In most civilizations, marriage is considered a sacred institution that involves the union of two parties, under God, who vow to commit themselves to one another for life. Americans have become accustomed to ceremonies that involve the exchanging of rings, the recitation of vows, and a litany of other ceremonial offerings, such as the reading of scripture and the lighting of candles. Invitees may also enjoy some of the great classical masterpieces, such as Jesu, Joy of Man’s Desiring and Canon in D. The American church has done much to increase the grandeur of the wedding ceremony, as evident in the requisite planning and preparing for every minute detail, from the guest list to wedding cake and thank-you cards.

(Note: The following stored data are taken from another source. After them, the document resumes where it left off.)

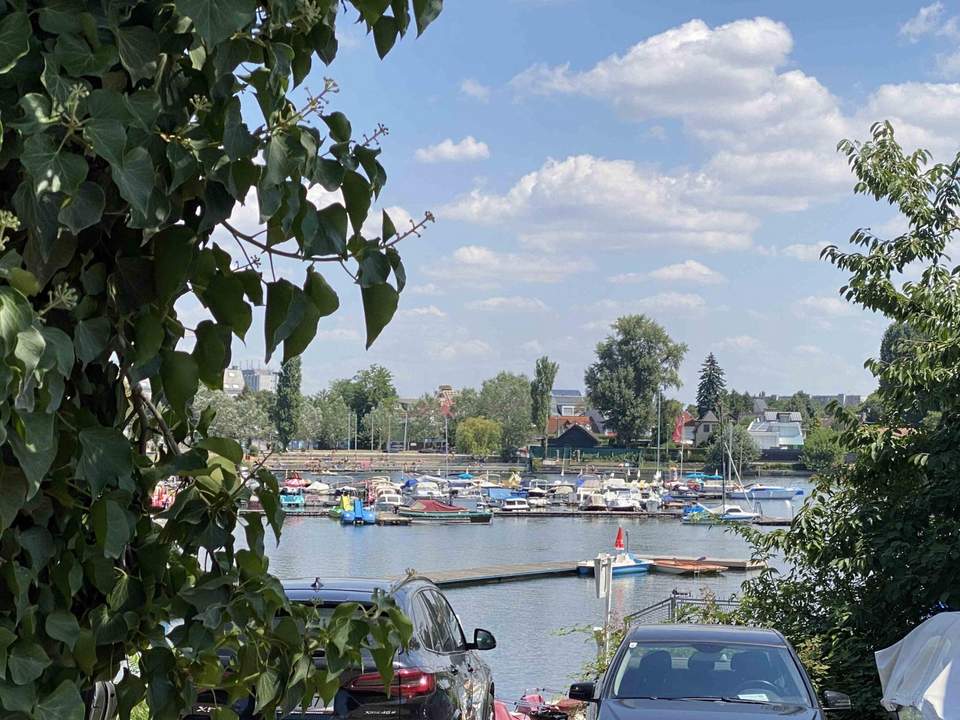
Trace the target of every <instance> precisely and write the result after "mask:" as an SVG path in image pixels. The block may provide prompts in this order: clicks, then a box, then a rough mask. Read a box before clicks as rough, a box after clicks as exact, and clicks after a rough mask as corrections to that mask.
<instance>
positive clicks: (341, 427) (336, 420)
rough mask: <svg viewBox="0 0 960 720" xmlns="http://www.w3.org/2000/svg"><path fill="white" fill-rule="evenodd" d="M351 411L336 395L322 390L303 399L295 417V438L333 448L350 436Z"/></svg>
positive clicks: (320, 446) (351, 419) (319, 444)
mask: <svg viewBox="0 0 960 720" xmlns="http://www.w3.org/2000/svg"><path fill="white" fill-rule="evenodd" d="M352 422H353V421H352V419H351V411H350V409H349V408H348V407H347V404H346V403H345V402H344V401H343V398H341V397H340V396H339V395H338V394H337V393H334V392H331V391H329V390H322V391H320V392H318V393H316V394H315V395H310V396H308V397H304V398H303V402H302V403H301V404H300V410H299V413H298V415H297V433H296V435H297V437H298V438H302V439H303V440H307V441H309V442H311V443H319V445H320V447H324V448H334V447H337V446H338V445H339V444H340V443H341V442H343V441H344V440H345V439H346V438H347V435H348V434H350V430H348V428H350V427H352V426H351V425H350V423H352Z"/></svg>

What is sorely missed throughout all of the hoopla is the genuine commitment of two people to become one in flesh—the sacred unification of two souls. The American wedding has become much more about pomp and circumstance than it is about God. We have failed to underscore the commitment and accountability that this decision necessitates, and therefore we discover our divorce rates at jaw-dropping frequency.

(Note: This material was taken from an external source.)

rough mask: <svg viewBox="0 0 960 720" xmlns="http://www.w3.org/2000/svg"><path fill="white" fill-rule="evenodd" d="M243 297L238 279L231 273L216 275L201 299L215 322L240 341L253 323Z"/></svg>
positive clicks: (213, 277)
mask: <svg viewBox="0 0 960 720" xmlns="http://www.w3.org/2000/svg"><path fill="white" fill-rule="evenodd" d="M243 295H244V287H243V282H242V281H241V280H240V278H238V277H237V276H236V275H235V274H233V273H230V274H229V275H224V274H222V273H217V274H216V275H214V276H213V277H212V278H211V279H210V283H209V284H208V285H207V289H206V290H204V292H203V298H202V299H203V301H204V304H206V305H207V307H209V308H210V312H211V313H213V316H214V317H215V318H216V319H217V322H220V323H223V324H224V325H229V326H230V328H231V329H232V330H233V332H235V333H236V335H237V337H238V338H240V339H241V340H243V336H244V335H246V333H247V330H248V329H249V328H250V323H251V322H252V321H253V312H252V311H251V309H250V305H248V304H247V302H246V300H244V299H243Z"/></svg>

It’s about time that we began to concentrate on the true value of marriage as a sacred institution. It’s high time we put God first in our wedding ceremonies, making him the centerpiece of our marriages and lives together. The wedding ceremony should be viewed as the beginning of two people’s lives together, walking hand in hand daily in the direction of Christ’s love. Because we have failed to view marriage in this high of a regard, we often find ourselves to be lukewarm in our commitment to our spouses. We lack passion and commitment and thus our lives together become a drudgery instead of a place of rest.

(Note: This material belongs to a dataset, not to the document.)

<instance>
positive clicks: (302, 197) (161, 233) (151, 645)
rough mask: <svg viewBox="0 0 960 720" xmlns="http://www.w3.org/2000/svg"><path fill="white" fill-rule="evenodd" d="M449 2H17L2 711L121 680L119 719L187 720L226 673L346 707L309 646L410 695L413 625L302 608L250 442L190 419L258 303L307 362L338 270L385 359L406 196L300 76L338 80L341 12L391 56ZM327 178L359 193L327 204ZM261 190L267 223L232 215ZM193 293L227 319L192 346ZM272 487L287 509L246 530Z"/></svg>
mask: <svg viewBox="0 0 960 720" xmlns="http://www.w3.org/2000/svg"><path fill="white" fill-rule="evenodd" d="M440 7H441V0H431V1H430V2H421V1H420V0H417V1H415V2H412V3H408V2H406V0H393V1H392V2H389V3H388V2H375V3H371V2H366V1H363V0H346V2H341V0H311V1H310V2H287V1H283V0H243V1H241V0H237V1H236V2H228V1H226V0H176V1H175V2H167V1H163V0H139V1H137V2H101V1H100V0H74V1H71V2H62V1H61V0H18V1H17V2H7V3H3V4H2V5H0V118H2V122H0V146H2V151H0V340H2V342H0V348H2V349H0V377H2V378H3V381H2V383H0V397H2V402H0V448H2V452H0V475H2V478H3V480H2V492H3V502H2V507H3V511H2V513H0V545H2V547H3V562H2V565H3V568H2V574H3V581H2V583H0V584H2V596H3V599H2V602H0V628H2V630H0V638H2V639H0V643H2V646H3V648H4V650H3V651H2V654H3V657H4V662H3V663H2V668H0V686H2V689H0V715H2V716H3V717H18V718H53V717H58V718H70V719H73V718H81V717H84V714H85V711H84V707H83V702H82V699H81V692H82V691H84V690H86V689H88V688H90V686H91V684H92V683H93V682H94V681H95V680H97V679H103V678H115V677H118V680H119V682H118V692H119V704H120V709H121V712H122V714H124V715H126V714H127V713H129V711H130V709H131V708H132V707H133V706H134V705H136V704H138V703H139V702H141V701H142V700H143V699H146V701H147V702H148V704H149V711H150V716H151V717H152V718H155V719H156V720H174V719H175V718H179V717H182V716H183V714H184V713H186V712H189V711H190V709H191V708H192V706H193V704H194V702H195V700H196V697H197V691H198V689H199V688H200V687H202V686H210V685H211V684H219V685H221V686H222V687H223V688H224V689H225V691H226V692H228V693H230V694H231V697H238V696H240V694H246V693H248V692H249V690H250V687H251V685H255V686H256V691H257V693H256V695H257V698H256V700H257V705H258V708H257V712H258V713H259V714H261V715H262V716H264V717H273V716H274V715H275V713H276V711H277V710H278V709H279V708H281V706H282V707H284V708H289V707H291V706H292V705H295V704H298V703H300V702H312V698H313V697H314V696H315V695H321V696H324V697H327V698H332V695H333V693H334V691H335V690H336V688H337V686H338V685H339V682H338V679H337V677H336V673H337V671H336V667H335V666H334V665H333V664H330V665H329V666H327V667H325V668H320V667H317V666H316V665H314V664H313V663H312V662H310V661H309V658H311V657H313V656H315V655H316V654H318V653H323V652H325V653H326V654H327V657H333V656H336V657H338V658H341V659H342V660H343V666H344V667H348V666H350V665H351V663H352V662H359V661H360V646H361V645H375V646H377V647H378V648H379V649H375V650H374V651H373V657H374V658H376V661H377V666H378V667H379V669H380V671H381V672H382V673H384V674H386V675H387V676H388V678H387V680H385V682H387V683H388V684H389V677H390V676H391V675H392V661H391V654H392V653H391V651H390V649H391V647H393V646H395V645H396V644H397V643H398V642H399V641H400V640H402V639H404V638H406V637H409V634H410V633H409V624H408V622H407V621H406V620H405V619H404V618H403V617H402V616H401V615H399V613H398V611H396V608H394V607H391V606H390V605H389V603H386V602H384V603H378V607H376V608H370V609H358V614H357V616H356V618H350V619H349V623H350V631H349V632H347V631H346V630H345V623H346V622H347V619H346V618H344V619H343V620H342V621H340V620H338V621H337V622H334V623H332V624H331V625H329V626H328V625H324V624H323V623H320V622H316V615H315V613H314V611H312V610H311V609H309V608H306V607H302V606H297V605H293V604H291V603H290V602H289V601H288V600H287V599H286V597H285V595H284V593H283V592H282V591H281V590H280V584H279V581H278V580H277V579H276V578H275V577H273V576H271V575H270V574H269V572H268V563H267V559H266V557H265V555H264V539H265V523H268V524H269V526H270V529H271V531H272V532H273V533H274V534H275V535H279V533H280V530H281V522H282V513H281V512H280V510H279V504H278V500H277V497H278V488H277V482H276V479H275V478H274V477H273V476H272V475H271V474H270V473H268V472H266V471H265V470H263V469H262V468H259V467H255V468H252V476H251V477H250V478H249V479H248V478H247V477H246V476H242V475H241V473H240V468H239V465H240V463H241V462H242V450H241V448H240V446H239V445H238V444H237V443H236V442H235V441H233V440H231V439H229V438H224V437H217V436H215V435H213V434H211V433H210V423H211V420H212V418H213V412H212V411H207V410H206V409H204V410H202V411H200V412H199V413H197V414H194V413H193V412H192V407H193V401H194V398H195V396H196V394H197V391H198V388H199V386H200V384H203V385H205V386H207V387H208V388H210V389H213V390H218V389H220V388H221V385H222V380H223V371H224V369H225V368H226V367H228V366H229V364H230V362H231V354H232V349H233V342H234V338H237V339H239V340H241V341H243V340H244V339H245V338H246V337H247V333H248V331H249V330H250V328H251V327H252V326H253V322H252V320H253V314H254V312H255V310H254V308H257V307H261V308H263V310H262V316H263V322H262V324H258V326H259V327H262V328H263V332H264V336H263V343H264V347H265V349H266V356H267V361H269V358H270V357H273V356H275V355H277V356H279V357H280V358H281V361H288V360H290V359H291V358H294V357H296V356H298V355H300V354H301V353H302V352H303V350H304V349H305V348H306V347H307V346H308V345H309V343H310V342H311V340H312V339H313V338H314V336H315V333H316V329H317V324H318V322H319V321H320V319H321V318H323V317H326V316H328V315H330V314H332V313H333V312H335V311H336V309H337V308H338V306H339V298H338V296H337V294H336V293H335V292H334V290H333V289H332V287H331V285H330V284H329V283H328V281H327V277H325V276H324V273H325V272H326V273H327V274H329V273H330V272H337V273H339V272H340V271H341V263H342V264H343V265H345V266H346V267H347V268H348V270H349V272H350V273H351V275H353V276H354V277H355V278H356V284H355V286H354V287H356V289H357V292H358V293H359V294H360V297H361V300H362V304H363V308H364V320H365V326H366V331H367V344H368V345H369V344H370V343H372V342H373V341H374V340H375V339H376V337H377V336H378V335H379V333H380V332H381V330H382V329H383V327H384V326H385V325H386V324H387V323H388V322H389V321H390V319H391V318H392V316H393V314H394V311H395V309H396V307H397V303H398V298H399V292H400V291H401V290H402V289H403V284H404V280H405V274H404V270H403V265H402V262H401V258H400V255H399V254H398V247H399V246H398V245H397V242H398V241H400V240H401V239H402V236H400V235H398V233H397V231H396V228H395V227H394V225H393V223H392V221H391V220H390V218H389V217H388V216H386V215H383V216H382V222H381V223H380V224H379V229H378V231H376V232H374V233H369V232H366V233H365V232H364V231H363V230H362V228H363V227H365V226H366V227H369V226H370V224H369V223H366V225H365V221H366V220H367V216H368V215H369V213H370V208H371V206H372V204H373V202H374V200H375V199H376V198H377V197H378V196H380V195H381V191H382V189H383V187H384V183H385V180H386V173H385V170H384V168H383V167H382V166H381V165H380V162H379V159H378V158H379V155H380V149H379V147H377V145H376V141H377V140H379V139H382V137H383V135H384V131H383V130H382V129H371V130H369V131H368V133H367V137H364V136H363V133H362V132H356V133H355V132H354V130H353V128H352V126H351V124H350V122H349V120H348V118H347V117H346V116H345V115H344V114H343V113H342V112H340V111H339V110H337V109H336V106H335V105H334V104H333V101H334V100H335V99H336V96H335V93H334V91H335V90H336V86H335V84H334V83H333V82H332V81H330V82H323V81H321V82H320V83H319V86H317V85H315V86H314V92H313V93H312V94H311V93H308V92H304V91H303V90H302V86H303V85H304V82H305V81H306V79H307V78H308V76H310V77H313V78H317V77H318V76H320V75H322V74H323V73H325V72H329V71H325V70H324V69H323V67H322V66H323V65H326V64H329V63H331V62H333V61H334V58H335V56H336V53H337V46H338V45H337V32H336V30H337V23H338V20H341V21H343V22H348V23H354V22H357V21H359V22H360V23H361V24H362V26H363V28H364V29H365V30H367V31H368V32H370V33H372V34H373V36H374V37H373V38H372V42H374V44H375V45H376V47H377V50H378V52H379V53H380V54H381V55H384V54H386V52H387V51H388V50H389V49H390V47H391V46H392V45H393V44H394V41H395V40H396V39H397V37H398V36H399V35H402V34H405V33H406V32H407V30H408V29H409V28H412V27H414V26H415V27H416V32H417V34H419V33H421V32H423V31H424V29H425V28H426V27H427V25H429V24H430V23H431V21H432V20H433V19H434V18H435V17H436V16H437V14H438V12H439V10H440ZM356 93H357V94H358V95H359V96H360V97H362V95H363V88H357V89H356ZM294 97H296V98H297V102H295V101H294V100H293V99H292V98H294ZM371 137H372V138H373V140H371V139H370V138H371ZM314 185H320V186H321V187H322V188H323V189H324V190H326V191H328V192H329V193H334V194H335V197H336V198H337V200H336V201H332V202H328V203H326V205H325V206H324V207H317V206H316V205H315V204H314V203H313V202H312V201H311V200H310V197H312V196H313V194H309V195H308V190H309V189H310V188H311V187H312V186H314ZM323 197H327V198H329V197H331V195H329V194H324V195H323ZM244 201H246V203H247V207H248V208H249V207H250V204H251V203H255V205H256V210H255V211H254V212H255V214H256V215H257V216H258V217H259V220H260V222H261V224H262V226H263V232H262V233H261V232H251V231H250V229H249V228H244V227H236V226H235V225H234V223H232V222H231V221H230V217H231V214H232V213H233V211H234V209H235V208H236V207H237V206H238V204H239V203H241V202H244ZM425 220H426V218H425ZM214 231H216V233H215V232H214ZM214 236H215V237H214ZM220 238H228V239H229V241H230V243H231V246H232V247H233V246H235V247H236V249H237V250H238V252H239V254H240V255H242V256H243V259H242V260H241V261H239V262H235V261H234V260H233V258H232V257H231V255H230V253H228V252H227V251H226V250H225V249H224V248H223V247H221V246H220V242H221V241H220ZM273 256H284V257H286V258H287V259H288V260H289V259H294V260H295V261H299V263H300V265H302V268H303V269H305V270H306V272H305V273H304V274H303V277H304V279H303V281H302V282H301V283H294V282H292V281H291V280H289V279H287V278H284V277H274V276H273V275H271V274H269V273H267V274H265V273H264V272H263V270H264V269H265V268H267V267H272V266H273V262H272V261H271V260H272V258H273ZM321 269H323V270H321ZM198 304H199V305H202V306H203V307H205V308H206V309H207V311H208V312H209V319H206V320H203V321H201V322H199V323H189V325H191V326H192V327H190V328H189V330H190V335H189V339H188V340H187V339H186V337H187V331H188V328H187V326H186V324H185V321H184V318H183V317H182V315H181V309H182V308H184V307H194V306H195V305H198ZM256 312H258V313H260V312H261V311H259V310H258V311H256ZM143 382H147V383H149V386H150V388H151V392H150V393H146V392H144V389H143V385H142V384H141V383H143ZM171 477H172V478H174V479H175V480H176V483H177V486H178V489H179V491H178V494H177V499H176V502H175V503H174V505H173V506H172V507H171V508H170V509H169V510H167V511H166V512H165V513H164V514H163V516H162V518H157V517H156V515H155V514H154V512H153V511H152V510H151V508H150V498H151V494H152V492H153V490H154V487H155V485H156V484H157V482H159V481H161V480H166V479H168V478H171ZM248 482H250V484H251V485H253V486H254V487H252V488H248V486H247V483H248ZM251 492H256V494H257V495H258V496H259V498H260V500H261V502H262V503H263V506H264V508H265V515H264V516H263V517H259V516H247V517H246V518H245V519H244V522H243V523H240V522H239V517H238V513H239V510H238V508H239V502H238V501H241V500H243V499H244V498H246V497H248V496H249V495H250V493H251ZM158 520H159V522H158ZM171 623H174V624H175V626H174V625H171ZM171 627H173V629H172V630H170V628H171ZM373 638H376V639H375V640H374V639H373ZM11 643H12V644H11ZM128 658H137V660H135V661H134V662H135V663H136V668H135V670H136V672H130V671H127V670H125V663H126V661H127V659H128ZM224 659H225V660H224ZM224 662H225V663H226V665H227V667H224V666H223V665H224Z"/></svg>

This realization can be paralleled to our Christian walk, which begs the question, “Why do we continue to be lukewarm Christians?” Why do we continually find ourselves slipping back into the same old routines that were characteristic of our former life before we came to know the truth of Christ? It is because we do not love God to the extent that we are willing to submit to a level of commitment that equals that of marriage. It is because we have not made a genuine vow to him. We are not passionate enough about our faith to forsake all things for the sake of Christ, and so we continue to selfishly cling to the things that give us the greatest pleasure. Letting go of our former selves is something that we simply do not wish to do, and we fail to give God 100%. But God doesn’t want merely a percentage of our lives. He wants all of us.